Sure, you might see me clicking away at my netbook in the breakroom (yes, I know it’s pink, it was on sale, shut up) or watch me brighten with epiphany and scurry off to scribble it down (or maybe it looks like I have the runs; I’ve never actually seen my epiphany-face).
It’s fine if you know that I’m working on something new. My whole goal is to always be working on something new.
But.
Nothing will kill a story faster than telling someone what it’s about. It’s instant death. It’s peeling the shell off a chick half-formed.
Because no matter how well-meaning, someone will always try to “help”.
Maybe I’m over-protective, but as soon as someone else has put in their two cents, the story no longer belongs just to me. Now it has the smudge of someone else’s fingerprints, and the rest of the time I’m working on the piece I can’t stop glancing at those little blotches someone else left. Maybe their suggestion is fantastic: I’m not trying to negate, here. But once someone else has touched the story, I’m no longer the sole captain of that ship.

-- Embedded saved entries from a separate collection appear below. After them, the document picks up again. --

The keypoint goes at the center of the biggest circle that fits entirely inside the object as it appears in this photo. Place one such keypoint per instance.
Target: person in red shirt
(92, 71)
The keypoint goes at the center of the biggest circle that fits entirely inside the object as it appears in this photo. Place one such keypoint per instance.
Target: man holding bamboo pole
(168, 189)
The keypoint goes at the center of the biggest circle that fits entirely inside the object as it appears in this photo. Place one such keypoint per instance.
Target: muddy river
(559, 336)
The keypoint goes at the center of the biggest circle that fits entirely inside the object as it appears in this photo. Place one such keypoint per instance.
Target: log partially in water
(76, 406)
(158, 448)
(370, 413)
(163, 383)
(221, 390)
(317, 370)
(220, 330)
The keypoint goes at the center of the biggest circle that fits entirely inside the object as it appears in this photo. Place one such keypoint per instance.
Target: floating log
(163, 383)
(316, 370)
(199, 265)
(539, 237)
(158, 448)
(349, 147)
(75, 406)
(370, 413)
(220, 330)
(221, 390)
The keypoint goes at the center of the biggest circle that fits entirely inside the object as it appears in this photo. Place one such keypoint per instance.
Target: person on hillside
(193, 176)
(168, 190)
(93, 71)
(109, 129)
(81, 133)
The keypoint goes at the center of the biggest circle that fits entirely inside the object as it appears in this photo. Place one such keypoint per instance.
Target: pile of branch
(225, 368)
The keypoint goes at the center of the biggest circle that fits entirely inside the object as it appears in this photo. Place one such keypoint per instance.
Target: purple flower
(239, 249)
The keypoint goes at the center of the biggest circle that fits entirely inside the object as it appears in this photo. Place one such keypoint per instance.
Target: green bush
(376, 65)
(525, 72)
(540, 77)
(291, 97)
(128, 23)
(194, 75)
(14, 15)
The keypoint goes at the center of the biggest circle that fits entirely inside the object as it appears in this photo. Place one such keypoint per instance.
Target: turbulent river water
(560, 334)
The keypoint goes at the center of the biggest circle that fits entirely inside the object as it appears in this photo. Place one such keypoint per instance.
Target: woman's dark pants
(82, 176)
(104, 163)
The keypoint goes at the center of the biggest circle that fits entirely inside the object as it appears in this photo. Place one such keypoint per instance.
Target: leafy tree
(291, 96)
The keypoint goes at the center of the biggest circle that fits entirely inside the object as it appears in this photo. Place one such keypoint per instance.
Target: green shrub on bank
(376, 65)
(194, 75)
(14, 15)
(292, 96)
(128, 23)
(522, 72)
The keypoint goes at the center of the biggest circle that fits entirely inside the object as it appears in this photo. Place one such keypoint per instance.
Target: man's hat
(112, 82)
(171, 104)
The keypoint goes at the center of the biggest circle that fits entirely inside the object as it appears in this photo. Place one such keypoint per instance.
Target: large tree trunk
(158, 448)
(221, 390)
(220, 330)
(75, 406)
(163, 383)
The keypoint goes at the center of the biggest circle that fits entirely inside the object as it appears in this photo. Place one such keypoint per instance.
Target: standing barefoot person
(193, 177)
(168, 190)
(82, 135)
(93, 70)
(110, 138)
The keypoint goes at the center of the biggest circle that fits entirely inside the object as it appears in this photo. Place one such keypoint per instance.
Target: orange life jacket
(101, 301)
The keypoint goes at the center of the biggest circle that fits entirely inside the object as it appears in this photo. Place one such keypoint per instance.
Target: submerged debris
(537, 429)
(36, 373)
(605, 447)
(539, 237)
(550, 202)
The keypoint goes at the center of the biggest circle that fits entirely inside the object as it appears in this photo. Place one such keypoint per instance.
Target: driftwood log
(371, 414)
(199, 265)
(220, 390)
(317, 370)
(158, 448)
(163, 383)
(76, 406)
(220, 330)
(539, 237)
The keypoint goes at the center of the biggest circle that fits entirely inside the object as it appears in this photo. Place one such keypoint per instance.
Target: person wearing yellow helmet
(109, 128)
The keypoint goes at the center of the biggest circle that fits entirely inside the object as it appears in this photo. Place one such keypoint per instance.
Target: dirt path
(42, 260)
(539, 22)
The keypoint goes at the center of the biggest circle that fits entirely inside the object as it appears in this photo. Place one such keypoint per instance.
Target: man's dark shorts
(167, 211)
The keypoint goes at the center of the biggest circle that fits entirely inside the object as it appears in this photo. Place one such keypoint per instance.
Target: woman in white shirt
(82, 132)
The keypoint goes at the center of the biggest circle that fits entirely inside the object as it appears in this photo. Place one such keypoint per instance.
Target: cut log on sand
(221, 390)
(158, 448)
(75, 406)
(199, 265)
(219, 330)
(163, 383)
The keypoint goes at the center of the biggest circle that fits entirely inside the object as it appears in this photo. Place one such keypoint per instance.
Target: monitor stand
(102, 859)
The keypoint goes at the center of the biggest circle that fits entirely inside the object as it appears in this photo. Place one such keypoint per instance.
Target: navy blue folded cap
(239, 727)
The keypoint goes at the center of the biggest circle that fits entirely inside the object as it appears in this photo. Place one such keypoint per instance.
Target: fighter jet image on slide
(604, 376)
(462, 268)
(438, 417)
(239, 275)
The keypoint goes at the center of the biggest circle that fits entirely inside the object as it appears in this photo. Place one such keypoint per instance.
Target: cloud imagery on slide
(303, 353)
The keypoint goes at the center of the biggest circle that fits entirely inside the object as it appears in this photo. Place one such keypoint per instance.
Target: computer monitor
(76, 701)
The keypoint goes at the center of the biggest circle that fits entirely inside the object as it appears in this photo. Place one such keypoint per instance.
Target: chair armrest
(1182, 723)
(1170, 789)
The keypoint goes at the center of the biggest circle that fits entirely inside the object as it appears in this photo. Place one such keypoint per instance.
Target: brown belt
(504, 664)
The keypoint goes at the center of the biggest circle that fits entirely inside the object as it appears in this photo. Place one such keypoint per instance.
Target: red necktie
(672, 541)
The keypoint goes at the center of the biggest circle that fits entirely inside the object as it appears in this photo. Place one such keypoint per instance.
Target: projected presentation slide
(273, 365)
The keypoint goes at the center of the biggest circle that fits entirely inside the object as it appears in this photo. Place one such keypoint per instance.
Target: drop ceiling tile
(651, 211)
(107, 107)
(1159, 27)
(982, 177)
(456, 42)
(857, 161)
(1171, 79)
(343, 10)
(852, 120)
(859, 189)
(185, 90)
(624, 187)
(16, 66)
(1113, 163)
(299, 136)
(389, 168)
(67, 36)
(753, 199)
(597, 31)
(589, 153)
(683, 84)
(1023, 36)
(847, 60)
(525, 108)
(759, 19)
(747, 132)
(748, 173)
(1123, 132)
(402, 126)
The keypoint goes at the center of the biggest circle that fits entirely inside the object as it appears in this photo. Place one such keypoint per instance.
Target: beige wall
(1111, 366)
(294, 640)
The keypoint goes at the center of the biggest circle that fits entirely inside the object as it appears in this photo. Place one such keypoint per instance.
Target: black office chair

Writing is ultimately for an audience. Part of what kept me from finishing anything (for years!) was the fear of not having anyone like it. The whole point is to entertain the reader. To make them feel satisfied with the time they spent on your story. If you don’t ultimately concern yourself with the reader, you might as well be scrawling on the walls in a closet somewhere.
But first, before the reader gets let in, the story is just for me. I want to write something that I enjoy, without tailoring it to some demographic. I need time to experiment, to fail catastrophically and nix the whole damn thing if I have to. That freedom is worn away every time the partially-finished story is told; suddenly you have expectations (I thought this was about zombies? Where did the mysterious strangers in the bushes go? Why did you change the names?). And expectations weigh the story down, tying tiny little ropes to it until it can’t move anywhere.
So please: don’t ask what it’s about yet. And if you do, I apologize in advance for my grimace.